In 1933, when a contractor started burrowing into Mt. San Jacinto, no one knew how much water it held. The next year, miners trying to build what is known as the Potrero shaft encountered flooding three times, narrowly escaping death. The highly fractured rock in this section shattered under the blasting and covered the pumps that kept water from the tunnel. The third incident was the worst. An underground stream ripped open by blasting dumped more than 15,000 gallons of water a minute into the tunnel.

“We had some panic, pandemonium, people trying to save their lives,” said George Buchanan, MWD operations and maintenance manager. The miners raced up an 800-foot ladder to the surface as water filled the shaft below them.

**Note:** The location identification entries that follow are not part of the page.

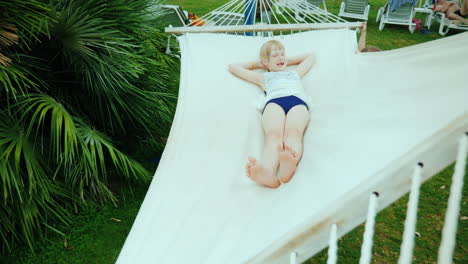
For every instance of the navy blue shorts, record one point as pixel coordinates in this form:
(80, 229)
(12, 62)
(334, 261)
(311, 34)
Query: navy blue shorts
(287, 103)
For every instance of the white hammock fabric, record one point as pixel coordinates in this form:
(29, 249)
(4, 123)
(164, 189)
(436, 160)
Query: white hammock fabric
(374, 117)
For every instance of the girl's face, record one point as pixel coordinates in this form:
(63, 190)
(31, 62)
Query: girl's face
(276, 60)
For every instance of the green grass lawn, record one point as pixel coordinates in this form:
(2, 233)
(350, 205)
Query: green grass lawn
(98, 233)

Work on the tunnel crept along and, after 18 months of labor and less than two miles of completed excavation, the MWD fired the contractor, taking over the project itself.

A labor strike marked by some violence brought work to a near standstill for six weeks in 1937. When the Cabazon and San Jacinto crews from either side finally met in November 1939, the alignment was only a fraction of a foot off, a considerable achievement for 1930s-era technology, Buchanan noted.

“Imagine standing out here 70 years ago and saying, ‘We’re going to build a tunnel through here,’ ” Wodraska said, gazing at the mountain peak towering 10,831 feet into the Riverside County sky.